Bernhard Cornelius Brænne (12 November 1854 - 7 September 1927) was a Norwegian factory owner and member of the Norwegian Parliament with the Conservative Party.

==Background==
Brænne was born in Trondheim, Norway. He was the son of Johan Sørensen Brænne (1817–71) and Karen Moe (1821–1901). His father was the owner of a factory owner in Trondheim. The factory that he inherited from his father specialized in textile production He graduated as a chemistry engineer from Trondheim Technical College (now Norwegian Institute of Technology) from 1875. He next studied chemistry and mechanical engineering at the Königlich-Sächsisches Polytechnikum (now Dresden University of Technology). In 1878 he took over the family business and expanded it into spinning, weaving and dry cleaning.

==Career==
Brænne was involved in local politics in Trondheim as a member of the city council of Trondheim 1891–1910. He served as a member of the Norwegian parliament for several periods between and 1892 and 1918.
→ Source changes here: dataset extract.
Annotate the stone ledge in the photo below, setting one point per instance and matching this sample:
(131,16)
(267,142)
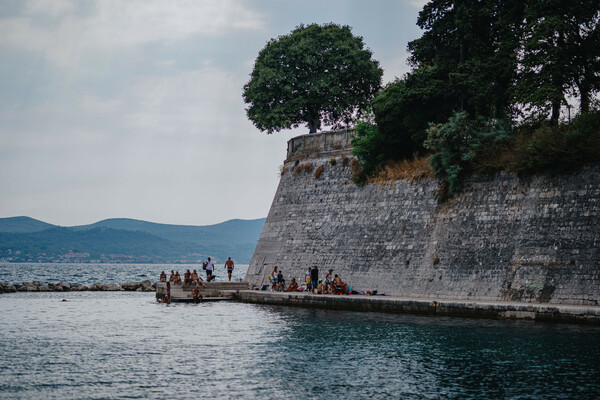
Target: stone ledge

He was appointed Minister of Labour in the cabinet of Wollert Konow on 2 February 1910, but then replaced Sofus Arctander as Minister of Trade on 11 June the same year. After the accession of the cabinet of Jens Bratlie on 20 February 1912, Brænne remained in government, again as Minister of Labour, but resigned on 23 August and was replaced by Nils Olaf Hovdenak.